Поручик дошёл до главы «О содомском грехе, насилии и блуде». Артикул 175-й гласил: «Никакие блудницы при полках терпимы не будут, но ежели оные найдутся, имеют оные без рассмотрения особ, чрез профосов раздеты и явно выгнаны быть»[30].

Александр Иванович усмехнулся и захлопнул «Артикул Воинский». Пожалуй, он бы не отказался наблюдать за исполнением этого приговора. Раздеть мерзавку догола и провести через весь Полоцк мимо ошеломлённых её любовников. У городской заставы дать рваную шинель и под неусыпным надзором двух солдат везти на главную квартиру армии, а оттуда — в столицу, чтобы император решил её участь: или заключение в Петропавловскую крепость, или насильное пострижение в монахини. А возвращение в дом отца, как о том просят господа Дуровы, — это уже будет полное прощение всех её дерзостей и прелюбодейства...

Приехав в Полоцк, поручик легко нашёл штаб-квартиру Польского полка и попросил адъютанта доложить о нём генерал-майору Каховскому. Тот принял его тотчас, хотя собирался ехать на строевые учения лейб-эскадрона.

   — Честь имею явиться! — щёлкнул поручик каблуками и подал генерал-майору письмо. Каховский не спеша вскрыл пакет.


«В Витебске. Октября 19-го дня 1807 года.

Господину генерал-майору шефу Польского конного полка и кавалеру Каховскому.

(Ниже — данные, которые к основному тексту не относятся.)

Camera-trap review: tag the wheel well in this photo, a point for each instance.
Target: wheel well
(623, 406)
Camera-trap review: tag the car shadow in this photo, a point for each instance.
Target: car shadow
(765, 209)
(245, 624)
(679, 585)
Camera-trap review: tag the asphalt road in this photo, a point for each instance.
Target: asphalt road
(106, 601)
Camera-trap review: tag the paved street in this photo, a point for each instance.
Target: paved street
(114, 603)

Милостивый государь мой Пётр Демианович!

От государя императора получил я сейчас повеление произвесть дознание во вверенном Вам полку о «товарище» Александре Соколове. Для сего направляю к Вам моего адъютанта поручика Нейдгардта и прошу оказать ему всяческое содействие, результаты дознания в полку не разглашать, а означенного выше Соколова отправить с моим адъютантом в Витебск.

Имею честь быть с совершенным почтением. Генерал от инфантерии граф Буксгевден».


Такое послание не может обрадовать ни одного армейского командира. Каховский вздохнул, отложил в сторону хлыст, с которым направлялся было к двери.

   — Слушаю вас, поручик. Что натворил этот сумасбродный мальчишка, коли о нём спрашивает сам государь?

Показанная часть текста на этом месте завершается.